豊洲市場の土壌汚染、それに対する無策が大きな問題になっている。

おそらく、工事費を浮かせて業者にうまい汁を吸わせるために、一部の都議、もしかしたら都知事も巻き込んで、これほど杜撰な汚染土壌対策(というか、対策を取らないという対策)を実行したのだろう。専門委員、技術委員には、「建物の下部を、本来の計画にあった汚染されていない土で埋めることをせず、空洞のままにする」ことは伝えなかった模様。誰が、どのような意図でこのようなことをやったのか。
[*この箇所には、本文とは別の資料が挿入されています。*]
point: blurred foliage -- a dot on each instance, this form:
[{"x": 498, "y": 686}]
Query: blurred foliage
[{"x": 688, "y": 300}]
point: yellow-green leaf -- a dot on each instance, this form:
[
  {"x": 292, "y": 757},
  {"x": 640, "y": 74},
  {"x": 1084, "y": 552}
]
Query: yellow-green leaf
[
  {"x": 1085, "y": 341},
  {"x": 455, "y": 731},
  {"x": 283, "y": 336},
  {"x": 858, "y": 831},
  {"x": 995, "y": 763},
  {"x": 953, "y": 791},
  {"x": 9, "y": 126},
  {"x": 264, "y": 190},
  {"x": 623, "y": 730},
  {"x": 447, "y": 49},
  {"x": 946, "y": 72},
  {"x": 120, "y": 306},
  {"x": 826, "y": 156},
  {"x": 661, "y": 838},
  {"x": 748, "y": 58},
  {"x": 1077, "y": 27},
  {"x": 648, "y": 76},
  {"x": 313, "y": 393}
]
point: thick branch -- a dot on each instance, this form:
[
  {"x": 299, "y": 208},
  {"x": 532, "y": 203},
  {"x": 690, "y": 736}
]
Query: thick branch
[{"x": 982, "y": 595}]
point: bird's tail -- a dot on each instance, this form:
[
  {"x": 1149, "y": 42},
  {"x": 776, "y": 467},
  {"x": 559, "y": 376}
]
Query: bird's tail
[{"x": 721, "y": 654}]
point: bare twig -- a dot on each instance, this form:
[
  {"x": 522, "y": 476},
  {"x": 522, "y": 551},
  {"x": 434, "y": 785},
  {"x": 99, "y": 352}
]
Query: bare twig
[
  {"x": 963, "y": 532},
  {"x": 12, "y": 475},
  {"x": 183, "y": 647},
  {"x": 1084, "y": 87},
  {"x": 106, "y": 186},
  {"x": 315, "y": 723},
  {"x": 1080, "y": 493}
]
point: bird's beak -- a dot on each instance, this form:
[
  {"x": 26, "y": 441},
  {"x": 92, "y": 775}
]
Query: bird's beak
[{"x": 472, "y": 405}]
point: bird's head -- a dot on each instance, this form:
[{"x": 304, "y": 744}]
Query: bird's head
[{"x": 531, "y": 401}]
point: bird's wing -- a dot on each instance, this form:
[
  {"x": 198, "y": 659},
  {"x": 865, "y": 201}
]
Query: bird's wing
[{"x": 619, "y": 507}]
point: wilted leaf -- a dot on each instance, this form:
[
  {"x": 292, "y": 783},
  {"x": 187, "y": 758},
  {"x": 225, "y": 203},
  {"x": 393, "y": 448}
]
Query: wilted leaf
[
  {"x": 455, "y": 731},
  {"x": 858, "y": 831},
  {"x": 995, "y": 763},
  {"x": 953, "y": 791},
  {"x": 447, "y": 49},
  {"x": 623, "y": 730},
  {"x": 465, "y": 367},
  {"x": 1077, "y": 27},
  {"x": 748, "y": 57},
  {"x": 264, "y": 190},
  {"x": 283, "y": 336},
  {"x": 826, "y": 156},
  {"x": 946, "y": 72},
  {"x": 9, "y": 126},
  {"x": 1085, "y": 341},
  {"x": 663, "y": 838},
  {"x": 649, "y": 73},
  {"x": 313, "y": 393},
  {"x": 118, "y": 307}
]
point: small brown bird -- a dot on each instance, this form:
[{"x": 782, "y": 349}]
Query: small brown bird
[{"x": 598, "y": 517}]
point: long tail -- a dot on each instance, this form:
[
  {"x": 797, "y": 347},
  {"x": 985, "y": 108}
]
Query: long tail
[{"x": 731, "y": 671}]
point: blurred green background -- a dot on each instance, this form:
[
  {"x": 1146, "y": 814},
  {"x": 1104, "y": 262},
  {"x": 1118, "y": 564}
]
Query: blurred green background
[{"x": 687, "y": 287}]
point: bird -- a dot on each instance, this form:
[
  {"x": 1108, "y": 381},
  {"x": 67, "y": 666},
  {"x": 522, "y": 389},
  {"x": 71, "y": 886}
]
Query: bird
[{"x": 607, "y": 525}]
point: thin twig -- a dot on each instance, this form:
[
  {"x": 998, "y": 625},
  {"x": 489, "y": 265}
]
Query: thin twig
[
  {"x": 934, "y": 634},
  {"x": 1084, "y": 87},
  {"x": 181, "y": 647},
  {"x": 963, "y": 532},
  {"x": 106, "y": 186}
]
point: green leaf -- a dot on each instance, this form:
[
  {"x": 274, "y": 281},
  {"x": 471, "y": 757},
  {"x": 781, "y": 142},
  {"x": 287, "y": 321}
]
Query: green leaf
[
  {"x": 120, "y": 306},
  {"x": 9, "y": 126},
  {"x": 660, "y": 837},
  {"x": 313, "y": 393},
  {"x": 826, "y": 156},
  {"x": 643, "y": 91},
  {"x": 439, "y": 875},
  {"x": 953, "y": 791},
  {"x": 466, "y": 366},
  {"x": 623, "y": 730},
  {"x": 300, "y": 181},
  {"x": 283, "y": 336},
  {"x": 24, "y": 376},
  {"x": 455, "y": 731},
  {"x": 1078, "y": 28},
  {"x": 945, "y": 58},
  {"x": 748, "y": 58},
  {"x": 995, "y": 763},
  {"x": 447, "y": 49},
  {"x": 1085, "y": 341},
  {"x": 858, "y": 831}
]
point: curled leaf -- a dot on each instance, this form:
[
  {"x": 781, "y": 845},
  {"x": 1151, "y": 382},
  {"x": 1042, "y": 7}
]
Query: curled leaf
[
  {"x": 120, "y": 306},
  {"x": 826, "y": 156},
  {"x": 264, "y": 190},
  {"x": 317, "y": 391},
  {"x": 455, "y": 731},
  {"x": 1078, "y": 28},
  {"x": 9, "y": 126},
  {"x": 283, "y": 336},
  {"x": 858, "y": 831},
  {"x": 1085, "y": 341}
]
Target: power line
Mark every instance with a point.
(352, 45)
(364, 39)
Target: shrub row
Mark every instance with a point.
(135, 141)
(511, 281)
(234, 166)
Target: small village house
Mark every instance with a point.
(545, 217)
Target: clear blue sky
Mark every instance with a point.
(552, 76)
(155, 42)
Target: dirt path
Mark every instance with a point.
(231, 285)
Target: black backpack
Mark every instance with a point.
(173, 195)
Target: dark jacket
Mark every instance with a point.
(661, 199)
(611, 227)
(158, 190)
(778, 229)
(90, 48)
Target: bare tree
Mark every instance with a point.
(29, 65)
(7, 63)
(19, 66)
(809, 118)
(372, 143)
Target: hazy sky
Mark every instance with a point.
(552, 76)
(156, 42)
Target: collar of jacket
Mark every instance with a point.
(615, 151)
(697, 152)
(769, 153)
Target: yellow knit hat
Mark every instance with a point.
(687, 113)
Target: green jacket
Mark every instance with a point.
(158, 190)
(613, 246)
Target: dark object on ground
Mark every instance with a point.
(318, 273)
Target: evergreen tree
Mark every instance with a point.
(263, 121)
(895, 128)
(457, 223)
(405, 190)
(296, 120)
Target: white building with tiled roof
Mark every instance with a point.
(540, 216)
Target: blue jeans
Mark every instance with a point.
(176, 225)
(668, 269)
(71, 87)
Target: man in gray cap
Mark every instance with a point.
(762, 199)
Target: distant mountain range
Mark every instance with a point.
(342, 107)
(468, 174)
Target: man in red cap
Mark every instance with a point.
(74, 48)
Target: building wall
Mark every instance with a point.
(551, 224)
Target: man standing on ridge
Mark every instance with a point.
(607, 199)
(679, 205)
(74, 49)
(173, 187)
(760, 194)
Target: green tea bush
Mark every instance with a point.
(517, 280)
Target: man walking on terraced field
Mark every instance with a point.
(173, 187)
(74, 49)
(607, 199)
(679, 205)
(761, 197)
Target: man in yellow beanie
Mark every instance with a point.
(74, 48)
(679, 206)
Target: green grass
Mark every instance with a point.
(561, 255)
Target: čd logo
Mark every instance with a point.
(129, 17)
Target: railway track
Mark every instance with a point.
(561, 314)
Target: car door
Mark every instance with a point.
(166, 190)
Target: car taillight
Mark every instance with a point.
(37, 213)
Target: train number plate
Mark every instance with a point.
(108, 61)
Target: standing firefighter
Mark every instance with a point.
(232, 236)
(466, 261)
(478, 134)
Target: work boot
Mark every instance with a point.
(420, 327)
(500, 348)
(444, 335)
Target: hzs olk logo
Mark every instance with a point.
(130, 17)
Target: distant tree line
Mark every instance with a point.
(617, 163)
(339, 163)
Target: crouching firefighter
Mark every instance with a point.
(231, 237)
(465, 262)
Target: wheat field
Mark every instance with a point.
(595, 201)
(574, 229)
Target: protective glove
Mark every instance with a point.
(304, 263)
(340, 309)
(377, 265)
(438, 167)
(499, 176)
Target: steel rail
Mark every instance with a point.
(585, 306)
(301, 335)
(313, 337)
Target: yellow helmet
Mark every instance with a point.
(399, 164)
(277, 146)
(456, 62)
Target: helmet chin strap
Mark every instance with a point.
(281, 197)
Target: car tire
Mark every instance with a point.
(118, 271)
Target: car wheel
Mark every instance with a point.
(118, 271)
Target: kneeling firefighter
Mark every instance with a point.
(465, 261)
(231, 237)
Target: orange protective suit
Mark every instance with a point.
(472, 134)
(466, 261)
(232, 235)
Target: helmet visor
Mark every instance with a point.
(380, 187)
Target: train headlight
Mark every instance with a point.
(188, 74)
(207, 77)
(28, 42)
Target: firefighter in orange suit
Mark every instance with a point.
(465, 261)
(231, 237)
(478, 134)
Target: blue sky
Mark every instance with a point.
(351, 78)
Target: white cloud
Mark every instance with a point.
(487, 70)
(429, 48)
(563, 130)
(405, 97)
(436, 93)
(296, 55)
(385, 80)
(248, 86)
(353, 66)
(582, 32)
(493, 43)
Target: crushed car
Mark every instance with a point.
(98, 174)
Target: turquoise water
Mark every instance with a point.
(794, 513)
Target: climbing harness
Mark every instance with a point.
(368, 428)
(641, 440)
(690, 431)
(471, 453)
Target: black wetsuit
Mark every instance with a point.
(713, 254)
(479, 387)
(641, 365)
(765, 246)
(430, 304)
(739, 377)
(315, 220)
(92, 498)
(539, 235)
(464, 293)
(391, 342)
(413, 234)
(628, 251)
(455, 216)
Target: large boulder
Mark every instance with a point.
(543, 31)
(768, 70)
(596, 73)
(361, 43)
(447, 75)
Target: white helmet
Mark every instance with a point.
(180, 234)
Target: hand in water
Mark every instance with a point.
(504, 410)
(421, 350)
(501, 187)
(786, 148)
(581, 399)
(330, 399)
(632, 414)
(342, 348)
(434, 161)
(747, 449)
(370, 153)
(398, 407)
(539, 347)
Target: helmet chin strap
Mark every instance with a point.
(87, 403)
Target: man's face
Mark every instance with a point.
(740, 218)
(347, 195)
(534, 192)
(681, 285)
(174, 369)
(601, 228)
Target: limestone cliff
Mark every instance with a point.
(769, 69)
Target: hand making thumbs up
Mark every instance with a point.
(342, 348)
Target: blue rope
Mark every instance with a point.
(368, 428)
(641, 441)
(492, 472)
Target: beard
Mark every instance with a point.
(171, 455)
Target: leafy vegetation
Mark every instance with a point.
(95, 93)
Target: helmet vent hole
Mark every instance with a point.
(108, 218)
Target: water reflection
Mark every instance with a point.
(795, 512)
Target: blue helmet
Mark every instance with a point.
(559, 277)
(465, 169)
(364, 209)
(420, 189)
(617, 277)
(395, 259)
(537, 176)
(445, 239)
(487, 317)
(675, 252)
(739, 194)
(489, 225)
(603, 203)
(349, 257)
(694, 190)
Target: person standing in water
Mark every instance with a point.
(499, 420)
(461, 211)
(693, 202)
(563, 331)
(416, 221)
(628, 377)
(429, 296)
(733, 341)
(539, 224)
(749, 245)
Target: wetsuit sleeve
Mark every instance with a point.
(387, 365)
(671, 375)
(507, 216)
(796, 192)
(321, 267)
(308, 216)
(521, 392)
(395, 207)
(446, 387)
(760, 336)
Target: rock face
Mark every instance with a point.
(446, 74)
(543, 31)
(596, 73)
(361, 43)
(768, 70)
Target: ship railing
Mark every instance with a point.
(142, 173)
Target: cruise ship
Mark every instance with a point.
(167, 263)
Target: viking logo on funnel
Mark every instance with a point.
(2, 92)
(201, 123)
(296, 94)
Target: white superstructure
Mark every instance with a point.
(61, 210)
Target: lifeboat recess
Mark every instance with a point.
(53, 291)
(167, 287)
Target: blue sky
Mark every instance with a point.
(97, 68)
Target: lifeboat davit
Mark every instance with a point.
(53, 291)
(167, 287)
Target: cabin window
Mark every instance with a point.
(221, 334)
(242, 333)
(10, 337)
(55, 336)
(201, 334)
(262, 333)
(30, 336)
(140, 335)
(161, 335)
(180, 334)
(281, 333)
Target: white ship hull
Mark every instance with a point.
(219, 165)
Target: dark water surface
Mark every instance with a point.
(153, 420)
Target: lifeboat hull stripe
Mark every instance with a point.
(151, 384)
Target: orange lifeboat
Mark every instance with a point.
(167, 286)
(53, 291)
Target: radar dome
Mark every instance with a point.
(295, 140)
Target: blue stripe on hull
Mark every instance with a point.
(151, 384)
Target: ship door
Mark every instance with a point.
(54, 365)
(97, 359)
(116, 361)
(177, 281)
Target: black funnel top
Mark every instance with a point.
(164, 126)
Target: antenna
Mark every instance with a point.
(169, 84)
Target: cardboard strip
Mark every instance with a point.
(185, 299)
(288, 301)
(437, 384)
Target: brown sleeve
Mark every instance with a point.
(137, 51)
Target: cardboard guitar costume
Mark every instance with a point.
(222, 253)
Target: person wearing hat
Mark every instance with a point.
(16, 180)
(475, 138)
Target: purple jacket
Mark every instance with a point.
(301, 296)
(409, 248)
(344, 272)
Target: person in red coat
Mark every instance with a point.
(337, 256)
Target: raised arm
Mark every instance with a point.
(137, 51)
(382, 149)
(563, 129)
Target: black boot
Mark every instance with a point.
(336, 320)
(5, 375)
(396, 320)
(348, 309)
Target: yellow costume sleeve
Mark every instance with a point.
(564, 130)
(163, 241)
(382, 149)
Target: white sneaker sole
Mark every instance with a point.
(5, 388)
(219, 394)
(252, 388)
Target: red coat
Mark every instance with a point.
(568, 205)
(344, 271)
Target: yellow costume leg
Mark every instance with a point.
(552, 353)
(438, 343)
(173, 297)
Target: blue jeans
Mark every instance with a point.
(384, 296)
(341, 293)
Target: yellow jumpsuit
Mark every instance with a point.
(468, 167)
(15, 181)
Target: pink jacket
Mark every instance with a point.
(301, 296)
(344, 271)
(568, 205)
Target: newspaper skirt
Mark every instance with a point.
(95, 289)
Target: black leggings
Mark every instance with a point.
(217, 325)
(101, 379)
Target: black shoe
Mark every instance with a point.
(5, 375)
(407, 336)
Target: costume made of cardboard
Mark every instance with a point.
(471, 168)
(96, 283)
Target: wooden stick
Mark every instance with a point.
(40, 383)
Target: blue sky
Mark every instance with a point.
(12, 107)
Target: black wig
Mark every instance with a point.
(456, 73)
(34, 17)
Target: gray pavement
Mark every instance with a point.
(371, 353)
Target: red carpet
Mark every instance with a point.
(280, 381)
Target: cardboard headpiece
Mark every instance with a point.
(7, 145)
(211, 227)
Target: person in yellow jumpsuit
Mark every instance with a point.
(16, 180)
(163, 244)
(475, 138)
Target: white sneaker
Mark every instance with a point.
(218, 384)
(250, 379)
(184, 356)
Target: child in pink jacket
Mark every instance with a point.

まずは、東京都の官僚は、正確に事情を理解していたはずだ。さらに、石原元都知事も平成8年に、建物の下に「コンクリートの箱」を作ることを強く主張したらしい。当初官僚が業者と癒着して、工事費用を安くあげようとしただけだったのかと思ったが、当時の都の「天皇」石原慎太郎が号令をかけた可能性が極めて高い。専門家の意見を無視して、建物地下を空洞にするといった滅茶苦茶な工事は、さすがに官僚だけではできない、やらないだろう。誰が、どのようにすると決めたのか、ぜひ明らかにしてもらいたい。石原元都知事については、マスコミも追及するのに引っ込み思案になっている。だが、この問題を追求しないでいては、政官業の癒着、一部の人間の利権漁りの問題がこれからも続くことになる。

繰り返すが、石原元東京都知事の責任は必ず追及されるべきだ。憂国の右派論客として活動を続けてきた同氏は、逃げることなく責任者として事情を明らかにすべきだ。彼は、都営の銀行を立ち上げ400億円ほどの損失を都に与えた。また、尖閣諸島を買い上げるとして、東シナ海の緊張を高めた張本人でもある。都知事として彼が行ったことすべてを批判的に検証すべきだ。

もう一つ、ここは東京ガスの工場が1988年まで操業していたらしいが、あまりにひどい汚染ではないか。土壌汚染防止法は2002年に制定されたらしいので、法的責任は問えないのかもしれない。が、1980年代といえば、公害問題が大きく取り上げられていたはず。工場で就業していた人々への健康被害はなかったのか。そして、あとに残った汚染対策に1000億円以上かかりそうだという事態に、東京ガスは何も道義的な責任を負わなくてよいのか。東京ガスの責任を追及する声が全く聞こえてこない。企業の社会的責任の観点から、ぜひとも明らかにしてもらいたい問題点だ。